Im Grunderwerbssteuergesetz (GrEStG) ist geregelt, in welchen Fällen Immobilienkäufer komplett von der Grunderwerbssteuer befreit sind. Liegt beispielsweise der Preis für ein Grundstück unter 2.500 Euro, fällt keine Grunderwerbssteuer an. Darüber hinaus fallen bei Schenkungen, Erbschaften sowie Grundstücks- und Immobilienkäufen unter Ehepartnern bzw. Verwandten ersten Grades ebenfalls keine Grunderwerbssteuern an. Doch auch in anderen Fällen gibt es Möglichkeiten, die anfallende Steuerlast wenigstens zu reduzieren.

Neubau: Getrennte Verträge für Grundstück und Bauleistung

Wer sich für einen Neubau entscheidet, sollte darauf achten, für den Grundstückskauf und die eigentliche Bauleistung zwei getrennte Verträge abzuschließen, die zeitlich auch möglichst weit auseinander liegen. Somit fällt die Grunderwerbssteuer nur auf den Grundstückspreis an und die Nebenkosten fallen entsprechend niedriger aus. Bei einem schlüsselfertigen Kauf aus einer Hand ist die Steuer auch auf die Bauleistung fällig, was die Steuersumme wesentlich erhöht. Doch auch in diesem Fall kann die Bemessungsgrundlage für die Errechnung der Steuer gesenkt werden, indem Eigenleistungen aus dem Kaufvertrag herausgerechnet werden.

Steuersenkung bei Teilgewerbenutzung und Vermietung

Wer seine neue Immobilie gleichzeitig bewohnt und sie als Arbeitsplatz nutzt, kann die Grunderwerbssteuer als Betriebsausgabe von der Steuer absetzen. Allerdings sollten dafür die privat und gewerblich genutzten Teile – auch im Kaufvertrag – getrennt ausgewiesen werden. Vermietet ein Eigentümer seine neu erworbene Immobilie, kann er die Grunderwerbssteuer als Werbungskosten von der Steuer absetzen.

Bestandsimmobilien: Bewegliches Zubehör herausrechnen

Auch wer eine Bestandsimmobilie kauft, kann die anfallende Grunderwerbssteuer reduzieren, indem bewegliche und unbewegliche Bestandteile einer Immobilie im Kaufvertrag getrennt ausgewiesen werden. Gegenstand der Steuer ist lediglich die Immobilie und untrennbar damit verbundenes Inventar. Auf bewegliches Inventar wie auf eine mit erworbene Einbauküche, ein Gartenhaus oder einen Kaminofen fallen keine Steuern an. Die steuerfreien Extras sollten allerdings nicht mehr als 15 Prozent des Kaufpreises betragen, andernfalls fordern die Finanzämter meist Belege für das herausgerechnete Inventar an.

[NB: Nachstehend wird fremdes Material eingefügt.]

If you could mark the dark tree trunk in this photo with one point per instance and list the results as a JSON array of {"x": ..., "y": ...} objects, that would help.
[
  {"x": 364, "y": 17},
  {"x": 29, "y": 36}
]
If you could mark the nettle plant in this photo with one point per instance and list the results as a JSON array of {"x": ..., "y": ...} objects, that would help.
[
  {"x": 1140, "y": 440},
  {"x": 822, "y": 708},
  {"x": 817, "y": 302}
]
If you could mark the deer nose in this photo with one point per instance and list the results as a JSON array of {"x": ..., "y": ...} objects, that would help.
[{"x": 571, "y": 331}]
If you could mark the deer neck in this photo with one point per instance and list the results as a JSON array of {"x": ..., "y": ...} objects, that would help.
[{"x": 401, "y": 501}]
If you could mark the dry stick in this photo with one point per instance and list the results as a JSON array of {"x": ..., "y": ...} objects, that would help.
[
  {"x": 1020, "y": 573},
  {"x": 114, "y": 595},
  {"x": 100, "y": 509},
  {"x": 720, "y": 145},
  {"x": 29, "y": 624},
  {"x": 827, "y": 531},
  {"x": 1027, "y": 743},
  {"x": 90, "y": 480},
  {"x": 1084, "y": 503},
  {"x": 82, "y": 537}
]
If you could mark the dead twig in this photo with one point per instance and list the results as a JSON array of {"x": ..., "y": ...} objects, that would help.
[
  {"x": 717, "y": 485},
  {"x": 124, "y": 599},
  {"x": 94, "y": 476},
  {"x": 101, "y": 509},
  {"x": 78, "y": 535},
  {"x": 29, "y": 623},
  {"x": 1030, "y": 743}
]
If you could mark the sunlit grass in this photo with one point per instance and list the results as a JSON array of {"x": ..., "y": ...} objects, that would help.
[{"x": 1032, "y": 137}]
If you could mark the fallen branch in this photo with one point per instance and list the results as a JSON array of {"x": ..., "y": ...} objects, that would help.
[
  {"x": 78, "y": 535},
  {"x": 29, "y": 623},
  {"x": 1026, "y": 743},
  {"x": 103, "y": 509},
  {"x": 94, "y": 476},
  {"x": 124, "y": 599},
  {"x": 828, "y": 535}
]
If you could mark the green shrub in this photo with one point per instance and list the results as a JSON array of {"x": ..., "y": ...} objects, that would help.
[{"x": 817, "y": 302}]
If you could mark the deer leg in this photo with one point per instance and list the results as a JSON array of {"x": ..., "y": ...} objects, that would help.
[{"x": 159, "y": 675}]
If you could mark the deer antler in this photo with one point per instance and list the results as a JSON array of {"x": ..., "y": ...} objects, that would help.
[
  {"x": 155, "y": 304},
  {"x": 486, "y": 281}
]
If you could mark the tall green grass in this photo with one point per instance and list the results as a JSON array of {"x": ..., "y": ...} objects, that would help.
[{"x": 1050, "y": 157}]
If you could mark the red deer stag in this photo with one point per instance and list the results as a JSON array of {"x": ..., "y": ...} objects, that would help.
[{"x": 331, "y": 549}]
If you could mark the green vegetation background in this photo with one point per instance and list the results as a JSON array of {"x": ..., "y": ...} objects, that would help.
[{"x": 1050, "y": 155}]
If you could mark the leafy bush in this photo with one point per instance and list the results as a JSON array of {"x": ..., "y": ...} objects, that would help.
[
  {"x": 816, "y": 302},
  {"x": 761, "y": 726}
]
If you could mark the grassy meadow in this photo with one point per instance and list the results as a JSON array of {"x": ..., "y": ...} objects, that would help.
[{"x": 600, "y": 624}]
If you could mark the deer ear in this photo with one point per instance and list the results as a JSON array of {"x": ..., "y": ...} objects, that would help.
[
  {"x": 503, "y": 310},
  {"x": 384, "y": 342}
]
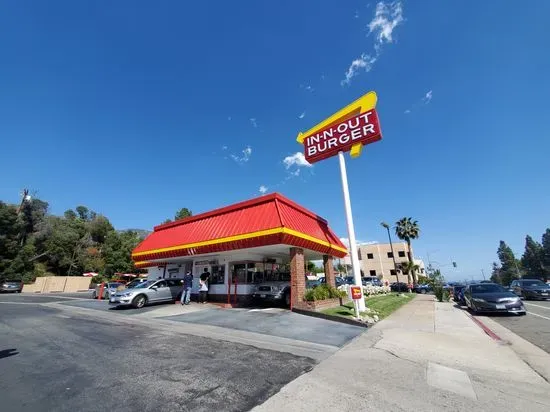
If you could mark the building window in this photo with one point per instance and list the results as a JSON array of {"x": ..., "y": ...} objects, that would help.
[{"x": 217, "y": 277}]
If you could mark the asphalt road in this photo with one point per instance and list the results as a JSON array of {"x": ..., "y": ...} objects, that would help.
[
  {"x": 53, "y": 360},
  {"x": 533, "y": 327}
]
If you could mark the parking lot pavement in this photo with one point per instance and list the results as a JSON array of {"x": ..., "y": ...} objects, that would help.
[
  {"x": 105, "y": 306},
  {"x": 275, "y": 322},
  {"x": 56, "y": 360},
  {"x": 533, "y": 327}
]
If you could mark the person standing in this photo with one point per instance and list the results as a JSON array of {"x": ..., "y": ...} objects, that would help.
[
  {"x": 187, "y": 285},
  {"x": 203, "y": 290},
  {"x": 205, "y": 278}
]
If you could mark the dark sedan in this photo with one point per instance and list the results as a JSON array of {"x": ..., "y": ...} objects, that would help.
[
  {"x": 490, "y": 297},
  {"x": 531, "y": 289},
  {"x": 11, "y": 286}
]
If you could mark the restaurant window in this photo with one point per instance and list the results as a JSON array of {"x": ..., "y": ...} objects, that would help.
[{"x": 217, "y": 277}]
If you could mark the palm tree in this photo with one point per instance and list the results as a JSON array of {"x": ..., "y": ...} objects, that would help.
[
  {"x": 407, "y": 229},
  {"x": 408, "y": 268}
]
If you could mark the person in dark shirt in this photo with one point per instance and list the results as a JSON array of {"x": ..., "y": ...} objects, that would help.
[{"x": 187, "y": 285}]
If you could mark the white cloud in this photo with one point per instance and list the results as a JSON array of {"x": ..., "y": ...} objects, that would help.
[
  {"x": 297, "y": 159},
  {"x": 427, "y": 98},
  {"x": 247, "y": 152},
  {"x": 364, "y": 62},
  {"x": 386, "y": 18}
]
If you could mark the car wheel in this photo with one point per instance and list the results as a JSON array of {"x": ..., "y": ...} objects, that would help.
[
  {"x": 139, "y": 301},
  {"x": 287, "y": 299}
]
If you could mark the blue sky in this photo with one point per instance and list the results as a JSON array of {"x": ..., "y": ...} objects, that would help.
[{"x": 136, "y": 109}]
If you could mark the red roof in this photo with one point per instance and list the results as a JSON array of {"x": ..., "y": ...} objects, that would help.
[{"x": 267, "y": 220}]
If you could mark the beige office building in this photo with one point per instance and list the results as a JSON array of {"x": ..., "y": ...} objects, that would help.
[{"x": 376, "y": 260}]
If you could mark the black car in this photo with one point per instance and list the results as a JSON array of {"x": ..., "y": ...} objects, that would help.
[
  {"x": 490, "y": 297},
  {"x": 531, "y": 288},
  {"x": 15, "y": 286},
  {"x": 399, "y": 287},
  {"x": 458, "y": 294}
]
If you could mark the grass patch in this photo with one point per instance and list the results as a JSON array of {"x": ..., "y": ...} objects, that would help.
[{"x": 383, "y": 305}]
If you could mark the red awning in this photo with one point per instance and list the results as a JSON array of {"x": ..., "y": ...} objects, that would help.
[{"x": 267, "y": 220}]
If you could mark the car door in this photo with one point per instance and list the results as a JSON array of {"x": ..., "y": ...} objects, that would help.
[{"x": 159, "y": 292}]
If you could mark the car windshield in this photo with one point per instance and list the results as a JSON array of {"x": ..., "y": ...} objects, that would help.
[
  {"x": 487, "y": 288},
  {"x": 533, "y": 283},
  {"x": 144, "y": 285}
]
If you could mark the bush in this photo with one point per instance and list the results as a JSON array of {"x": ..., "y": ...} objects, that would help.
[{"x": 323, "y": 292}]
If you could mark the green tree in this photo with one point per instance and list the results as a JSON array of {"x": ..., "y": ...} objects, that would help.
[
  {"x": 509, "y": 266},
  {"x": 407, "y": 229},
  {"x": 531, "y": 260},
  {"x": 183, "y": 213},
  {"x": 545, "y": 258},
  {"x": 495, "y": 273},
  {"x": 9, "y": 236}
]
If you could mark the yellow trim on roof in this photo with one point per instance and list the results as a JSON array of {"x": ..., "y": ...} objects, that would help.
[{"x": 278, "y": 230}]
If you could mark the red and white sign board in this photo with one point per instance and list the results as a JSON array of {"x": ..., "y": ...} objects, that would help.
[
  {"x": 356, "y": 292},
  {"x": 361, "y": 129}
]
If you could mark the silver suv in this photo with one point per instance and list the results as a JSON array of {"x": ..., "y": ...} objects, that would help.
[
  {"x": 151, "y": 291},
  {"x": 275, "y": 290}
]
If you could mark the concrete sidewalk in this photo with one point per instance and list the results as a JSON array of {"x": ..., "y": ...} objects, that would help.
[{"x": 427, "y": 356}]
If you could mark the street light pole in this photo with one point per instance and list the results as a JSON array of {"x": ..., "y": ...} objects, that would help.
[{"x": 384, "y": 224}]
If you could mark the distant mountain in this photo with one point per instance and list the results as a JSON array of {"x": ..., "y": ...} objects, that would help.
[{"x": 142, "y": 233}]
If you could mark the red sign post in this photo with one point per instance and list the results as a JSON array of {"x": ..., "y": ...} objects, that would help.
[{"x": 361, "y": 129}]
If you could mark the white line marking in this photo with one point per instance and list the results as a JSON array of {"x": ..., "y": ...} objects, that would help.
[
  {"x": 538, "y": 306},
  {"x": 540, "y": 316}
]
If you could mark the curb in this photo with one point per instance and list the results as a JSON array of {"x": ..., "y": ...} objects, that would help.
[{"x": 485, "y": 328}]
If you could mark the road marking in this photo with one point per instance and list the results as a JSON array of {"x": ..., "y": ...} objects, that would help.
[
  {"x": 538, "y": 306},
  {"x": 540, "y": 316}
]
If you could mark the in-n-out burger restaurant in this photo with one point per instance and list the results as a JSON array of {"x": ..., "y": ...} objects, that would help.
[{"x": 242, "y": 245}]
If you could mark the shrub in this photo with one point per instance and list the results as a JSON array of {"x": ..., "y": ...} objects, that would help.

Eigentumswohnungen: Instandhaltungsrücklage im Kaufvertrag angeben

Beim Kauf einer Eigentumswohnung kann man die Instandhaltungsrücklage der Eigentümergemeinschaft, die für mögliche Renovierungsarbeiten am Gebäude angespart wird, gesondert im Kaufvertrag ausweisen und so die Steuerlast reduzieren. Grundsätzlich gilt: Wer an der Grunderwerbssteuer sparen möchte, sollte sich unbedingt von seinem Steuerberater oder seiner Bank beraten lassen, damit die Kalkulation am Ende auch klappt und keine bösen Überraschungen drohen.